Emily popping in this morning with a personal share about some powerful advice Robyn gave me recently.
For those of you who I haven’t met: Hi! I’m Emily and I’m a health coach too! I help Robyn run all things Your Healthiest You – my official title is Director of Content and Programs, so I manage the newsletter, blog and press pieces (as well as help Robyn with everything related to the books!) and I support the creation, management and evolution of our coaching programs.
Robyn asked me to share something I wrote on my own blog with you all today as likely many of you can relate to what I’m going through and may benefit from the advice I received from Robyn about this situation.
Here’s the deal: Recently my gut has not been happy.
By recent I mean things haven’t been quite right the past year, but the last few months I’ve been in a LOT more pain and discomfort. I tried to “fix” things myself – eliminating different foods, taking supplements, trying this and that healing diet, meditating more, doing more yoga – but nothing seemed to help. At all.

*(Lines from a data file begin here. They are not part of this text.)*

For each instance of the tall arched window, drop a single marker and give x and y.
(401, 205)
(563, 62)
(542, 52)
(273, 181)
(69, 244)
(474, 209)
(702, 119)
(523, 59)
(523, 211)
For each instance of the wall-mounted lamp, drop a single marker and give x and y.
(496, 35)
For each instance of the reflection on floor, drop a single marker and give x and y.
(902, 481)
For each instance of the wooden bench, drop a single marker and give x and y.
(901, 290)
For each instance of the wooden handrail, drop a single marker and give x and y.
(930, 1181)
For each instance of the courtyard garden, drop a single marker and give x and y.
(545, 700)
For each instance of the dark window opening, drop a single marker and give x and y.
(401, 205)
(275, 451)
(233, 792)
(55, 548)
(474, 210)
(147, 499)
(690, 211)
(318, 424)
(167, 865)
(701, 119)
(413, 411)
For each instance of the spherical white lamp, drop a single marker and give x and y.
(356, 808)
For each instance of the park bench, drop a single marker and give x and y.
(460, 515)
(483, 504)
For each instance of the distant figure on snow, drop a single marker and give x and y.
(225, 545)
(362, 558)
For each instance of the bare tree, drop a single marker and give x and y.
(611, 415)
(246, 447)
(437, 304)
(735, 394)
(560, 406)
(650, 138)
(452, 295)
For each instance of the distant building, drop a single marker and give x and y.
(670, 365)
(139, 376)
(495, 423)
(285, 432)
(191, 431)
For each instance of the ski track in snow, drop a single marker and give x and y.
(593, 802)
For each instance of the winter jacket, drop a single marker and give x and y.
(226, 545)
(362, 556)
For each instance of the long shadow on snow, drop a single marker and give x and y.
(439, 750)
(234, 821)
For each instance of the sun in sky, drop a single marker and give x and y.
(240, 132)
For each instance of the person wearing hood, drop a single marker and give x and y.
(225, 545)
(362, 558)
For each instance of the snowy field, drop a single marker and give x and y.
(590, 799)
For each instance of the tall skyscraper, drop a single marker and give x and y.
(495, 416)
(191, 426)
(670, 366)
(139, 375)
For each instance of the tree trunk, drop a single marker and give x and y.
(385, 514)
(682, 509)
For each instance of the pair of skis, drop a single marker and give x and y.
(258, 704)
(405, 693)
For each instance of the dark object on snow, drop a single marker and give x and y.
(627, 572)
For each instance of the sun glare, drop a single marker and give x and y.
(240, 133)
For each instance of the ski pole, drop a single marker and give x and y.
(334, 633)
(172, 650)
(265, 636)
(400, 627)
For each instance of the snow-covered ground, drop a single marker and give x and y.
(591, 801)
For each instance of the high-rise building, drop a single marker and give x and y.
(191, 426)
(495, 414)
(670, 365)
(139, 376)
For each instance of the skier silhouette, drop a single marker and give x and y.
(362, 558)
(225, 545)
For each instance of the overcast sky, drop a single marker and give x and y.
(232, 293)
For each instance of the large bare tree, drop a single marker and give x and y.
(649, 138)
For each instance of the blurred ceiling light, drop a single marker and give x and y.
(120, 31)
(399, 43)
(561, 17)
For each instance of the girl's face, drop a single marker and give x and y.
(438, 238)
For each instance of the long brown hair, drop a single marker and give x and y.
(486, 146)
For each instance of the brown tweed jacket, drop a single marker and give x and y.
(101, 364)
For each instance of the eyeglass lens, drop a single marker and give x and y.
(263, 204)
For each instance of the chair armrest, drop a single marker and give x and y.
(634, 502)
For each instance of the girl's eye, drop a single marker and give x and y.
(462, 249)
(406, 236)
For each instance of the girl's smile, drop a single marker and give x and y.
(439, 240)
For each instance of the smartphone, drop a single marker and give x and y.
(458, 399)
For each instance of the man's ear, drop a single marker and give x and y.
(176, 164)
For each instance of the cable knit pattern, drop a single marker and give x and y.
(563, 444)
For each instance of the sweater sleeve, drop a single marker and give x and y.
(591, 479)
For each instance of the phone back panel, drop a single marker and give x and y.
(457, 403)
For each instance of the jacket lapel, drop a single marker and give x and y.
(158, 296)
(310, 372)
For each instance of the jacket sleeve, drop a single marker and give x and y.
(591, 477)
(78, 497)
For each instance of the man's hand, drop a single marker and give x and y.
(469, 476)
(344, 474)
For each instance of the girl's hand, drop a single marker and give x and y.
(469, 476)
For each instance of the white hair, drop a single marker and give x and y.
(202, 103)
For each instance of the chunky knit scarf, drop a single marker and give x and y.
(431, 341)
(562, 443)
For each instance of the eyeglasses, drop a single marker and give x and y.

Which left me feeling frustrated, annoyed that I couldn’t figure this out myself and honestly pretty angry at my body. Here I was eating so much healthier and being so much more careful with what I consumed than so many people, yet I was still in so much pain.
So I finally asked for help.
I went to see a gastroenterologists and he’s been sorta helpful. He ran some tests and suggested I give the low FODMAP diet a serious try, which I’ve been doing with some success.
What’s the low FODMAP Diet?: In 2005, Monash University’s Department of Gastroenterology research team launched a major study into the management of IBS (Irritable Bowel Syndrome) through dietary treatment. Through this study, the low FODMAP Diet was developed as a plan to control the symptoms associated with IBS. I want to be clear that this is not a diet for weight loss or gut health but rather guidelines for eating to manage symptoms like bloating, gas, etc.
But the best (and most surprising) advice I received around my current gut stuff came from Robyn.
We work together closely so she’s seen me going through all of this.
After a particularly bad week I lamented to her: “I’m tired of having to care about every little thing I eat. I’m tired of being more sensitive than everyone else. I just want to be normal.”
“You ARE normal Emily. There’s just this one piece of you that needs a little extra care and attention right now.”
She went on to suggest that I think of this piece of me (my gut!) like a baby and that I (the rest of me) needed to care for, protect and love this piece of me like a mother fiercely cares for, protects and loves her child.
This simple advice totally shifted my perspective.
First, I realized I was blowing things out of proportion.
Yes, my gut has been unhappy but my energy, my sleep, my skin, my mood and so much more have been good (for the most part). I’m not totally broken, there’s just one piece of me that needs some extra support right now.
Second, it gave me a new way to look at my gut and how I needed to take care of it.
How does a mother treat a crying newborn baby? Well most often she tries to soothe the baby and would do anything in her power to find out what her baby needs to stop crying – out of fierce love, not just to quiet the cries (although I haven’t been a parent and can guess that sometimes you do just want to quiet the cries…but that’s not the point here).
Instead of being angry at my digestive system and avoiding certain foods as punishment, I’m looking at my gut like a little baby that I need to care for, love and protect like a mother would care for a sick or hurt child child.
This shift has been profound for me.
Part of being an adult is learning to “grow up” – most of us are taught that we should get a job, pay our bills and be a law-abiding citizen, but there’s more. Emotionally we must learn to take care of ourselves from a deep sense of self love. How (I assume) a mother or father feels for a new born baby. Unwavering, unapologetic, protective.
No matter how many loving parents, grandparents, siblings, partners, friends you have in your life, YOU must be your own best caretaker.
You must learn how to nurture, soothe and protect yourself, both physically and emotionally.
At 30 years old, even after a wonderful childhood and years of personal development, this is something I’m just learning. While there are still days where I feel frustrated with my gut for being bloated after one bite of gluten or having a stomach ache so painful all I can do is curl up in a ball on my bed, I’m grateful for the piece of me for ultimately being my biggest teacher.
Is there an area of your life or health that could use some unconditional love? A piece of you that maybe, like me and my gut, has been a point of prolonged pain, discomfort or chronic illness?
How can show that piece of you more care and love? Instead of judging, shaming and trying to fix yourself, how can you be your own best parent and nurture yourself?